The World According To .. ME

Interesting times, these. Only a year back, the British Chancellor was talking about the 'longest uninterrupted period of prosperity' since the war. It was only twenty years when the Cold War was finally over, and the supremacy of United States was completely established. Only four years back, American public believed that George Bush can indeed make America a safer place and put him back in office. Francis Fukuyama announced the end of history - the human civilization reaching its highest form.

But, in 2008, we are staring at a different world altogether. Under George W Bush, America started believing that they have won the cold war and went out to shape the world in their own terms. And failed. Like all great empires before them, they overestimated their power and stretched themselves thin. They walked into a quagmire in Iraq and Afghanistan, and lost the moral superiority and the hallow of the winner, which they needed to sustain the global empire. They forgot, like other great powers before them, the superiority of arms often allow a power to degenerate morally, and that always bring about their downfall.

Also, Britain's stretch of economy prosperity is over. In fact, the Prime Minister can very well start talking about the worst economic downturn ever, when the pains from the recession will far exceed the pains of the great depression or of the winter of discontent in the 1970s. The house prices have turned irreversibly south, the banks have abdicated their role as the drivers of the economy and global prices have rendered monetary policy instruments useless. The government is clueless and frozen into inaction.

Consider this: In the middle of the housing market meltdown, a senior official in the treasury was heard talking about a 'stamp duty holiday' on a train, which started a huge rumor that the government will soon exempt house purchasers from stamp duty. When asked, the Chancellor, Alistair Darling, did not deny this and said the government is looking at a 'range of options'. That was two weeks back. The government is yet to come up with any policy so far. Needless to say, such rumours called any possible purchases that would have happened despite the downturn, making a bad market worse and forcing many estate agents to close shop.

Meanwhile, the business continues to consolidate, springing one deal after the other spelling out the end of independent organizations and creation of global empires. So, 95% of world's personal computers use the same software, about 10 information providers control 60% of world's information flow and despite the cacophony of television channels, the uniformity of news, opinions and views remain astonishing.

Soviet Union was sure bad, when the big brother watched all the time and one was forced to conform. However, we are entering a world where one is programmed to conform, and watched and listened to all the time [I know London's Piccadilly Circus has more than 300 cameras]. However, no one talks about the problem - we all know how evil socialism was and how its end spelt the start of the age of freedom.
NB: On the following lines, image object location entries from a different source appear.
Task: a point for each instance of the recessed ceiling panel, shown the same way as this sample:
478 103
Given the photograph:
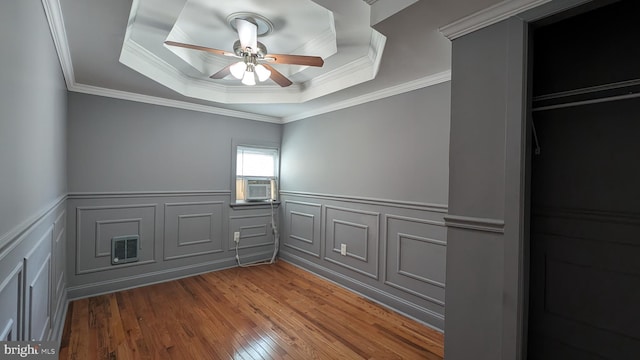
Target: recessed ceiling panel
350 48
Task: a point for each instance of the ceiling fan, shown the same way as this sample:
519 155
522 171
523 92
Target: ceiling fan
255 63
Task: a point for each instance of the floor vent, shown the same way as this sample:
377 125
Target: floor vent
124 249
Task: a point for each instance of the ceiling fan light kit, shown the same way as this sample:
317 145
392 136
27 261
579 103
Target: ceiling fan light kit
250 70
However, freedom is sure on the retreat and no explanation is available on the media, except that the public want safety first.

So, how did we come here? Why did history not end and the prosperity did not last? I shall pretend to give some simple answers:

1. The enemy of freedom is fear. But fear is good business. Fear is good propaganda in democracy. However, fear is unsustainable, because it stifles minds. Soviet Union was based on a system of fear, so it went down. We replaced it with our own elaborate system of fear. We should know where we are heading.

2. The only good thing about capitalism is competition. But no capitalist loves competition. That is the essential conflict at the core of the system. Despite all the regulatory attempts, competition is stifled in many industries, though new frontiers of entrepreneurialism has opened. But if the world is uniform, which it will be for lack of freedom and dissent, competition will die to. It needs to survive to keep our world going.

3. The world is governed by short term considerations. Financial markets are, because that's their nature. Professionally managed and publicly listed companies are similar. Democratic governments also are. No one seems to have any space left for thinking about tomorrow.

4. There are limits to prosperity. The big limit is Environment. It can only take so much. However, we have defined our world in terms of money. But, because of the short term nature of our financial markets, and the systemic blindness of our short-lived governments, money can not any longer represent the true value, or cost, of anything. Hence, what we think is increasingly at odds with what it actually is.

So, this hardly looks like the end of history. It actually seems like the beginning of another phase in human history. Do we need Noah's boat? May be, who knows how severe the revenge of history will be.